Em primeira analise, o inicio da escravidão surge com os gregos, pois precisavam de escravos para a construção de seus monumentos, já que os filósofos tinham a função de pensar. Contudo, estes indivíduos não eram "selecionados" por cores, mas sim, por dividas e perdas em guerras. Contraditoriamente, a caracterização negra, foi gerada no Brasil, com o trafico negreiro- exportavam escravos da África para trabalharem nos canaviais- em consequência, a marca de inferioridade do preto, passou a fazer parte da cultura tão agressivamente, que mesmo após a instauração da Lei Áurea ( 1888)-fim da escravidão no Brasil- a herança persistiu, ocasionando uma visão preconceituosa da raça.


Por conseguinte, como em "Histórias cruzadas" a forma que os ex-escravos eram reprimidos pelas mídias, populações e movimentos (Ku Klux Klan), influenciavam nas segregações raciais, semelhantes ao racismo, presente entre os indivíduos. Consequentemente, a intolerância deixou sequelas no convívio social e plantou um ideal de marginalização, o qual é demonstrado em um dos episódios da série Grey´s Anatomy, que a Dr. Bayle ensina ao seu filho negro a não reagir (tentando explicar que não é bandido) ao policial quando for parado na rua. Deste modo, a ficção demonstra que este ato evita a morte do menino, pois devido a sua cor as pessoas associam ao bandido e acaba o matando.

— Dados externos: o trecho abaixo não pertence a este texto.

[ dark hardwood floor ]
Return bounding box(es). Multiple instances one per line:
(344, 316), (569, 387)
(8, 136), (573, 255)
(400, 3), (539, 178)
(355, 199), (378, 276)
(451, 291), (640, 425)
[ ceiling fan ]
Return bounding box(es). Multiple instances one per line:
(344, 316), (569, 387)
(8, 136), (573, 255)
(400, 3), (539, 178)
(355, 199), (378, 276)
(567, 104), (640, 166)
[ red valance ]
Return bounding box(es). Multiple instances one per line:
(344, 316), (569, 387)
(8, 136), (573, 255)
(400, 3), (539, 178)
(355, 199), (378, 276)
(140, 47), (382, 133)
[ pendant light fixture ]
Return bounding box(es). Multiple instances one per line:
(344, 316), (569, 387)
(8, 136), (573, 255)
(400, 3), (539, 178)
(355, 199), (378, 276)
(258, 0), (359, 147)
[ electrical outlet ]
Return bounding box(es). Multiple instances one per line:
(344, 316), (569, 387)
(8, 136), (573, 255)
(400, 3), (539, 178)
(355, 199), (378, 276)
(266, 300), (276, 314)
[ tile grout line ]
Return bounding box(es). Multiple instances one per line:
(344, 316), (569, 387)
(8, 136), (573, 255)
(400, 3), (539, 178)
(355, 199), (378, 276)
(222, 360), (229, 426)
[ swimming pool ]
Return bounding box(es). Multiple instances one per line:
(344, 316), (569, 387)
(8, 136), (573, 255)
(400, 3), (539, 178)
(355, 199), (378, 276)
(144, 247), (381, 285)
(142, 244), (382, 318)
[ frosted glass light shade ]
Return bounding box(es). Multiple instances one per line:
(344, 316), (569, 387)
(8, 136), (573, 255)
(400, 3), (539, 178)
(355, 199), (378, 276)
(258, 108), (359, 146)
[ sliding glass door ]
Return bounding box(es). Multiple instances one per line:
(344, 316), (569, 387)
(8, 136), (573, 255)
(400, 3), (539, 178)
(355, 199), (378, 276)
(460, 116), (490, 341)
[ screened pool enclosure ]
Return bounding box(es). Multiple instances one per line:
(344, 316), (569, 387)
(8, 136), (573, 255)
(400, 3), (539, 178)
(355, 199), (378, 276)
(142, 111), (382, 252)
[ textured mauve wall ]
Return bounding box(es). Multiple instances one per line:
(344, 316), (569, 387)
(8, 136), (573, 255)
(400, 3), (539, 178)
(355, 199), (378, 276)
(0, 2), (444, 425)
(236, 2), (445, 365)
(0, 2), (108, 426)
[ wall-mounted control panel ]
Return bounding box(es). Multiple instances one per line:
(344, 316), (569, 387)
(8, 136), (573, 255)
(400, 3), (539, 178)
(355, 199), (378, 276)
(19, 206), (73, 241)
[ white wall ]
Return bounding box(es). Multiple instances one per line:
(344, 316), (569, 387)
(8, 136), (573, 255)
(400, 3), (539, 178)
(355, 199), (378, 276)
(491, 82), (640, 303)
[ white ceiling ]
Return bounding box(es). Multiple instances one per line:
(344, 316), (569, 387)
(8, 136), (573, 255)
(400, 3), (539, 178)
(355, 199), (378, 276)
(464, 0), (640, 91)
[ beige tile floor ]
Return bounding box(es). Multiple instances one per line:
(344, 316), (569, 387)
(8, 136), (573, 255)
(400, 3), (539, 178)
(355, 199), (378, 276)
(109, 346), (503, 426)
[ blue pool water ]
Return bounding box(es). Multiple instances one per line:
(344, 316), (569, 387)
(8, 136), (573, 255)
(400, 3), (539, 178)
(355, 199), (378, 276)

Portanto, para sanar esta superioridade e o preconceito enraizado, é mister que o ministério de educação em parceria com o Governo, através de verbas governamentais, precisam criar nas escolas, gincanas pedagógicas e debates sobre o assunto, afim de causar uma reflexão e desconstruir o julgamento racista. Ademais, corpo midiático, por meio de propagandas deve demonstrar a forma como o ser se sente ao ser tratado com inferioridade, com o intuito de gerar empatia, logo pondo um fim na marca infeliz da sociedade.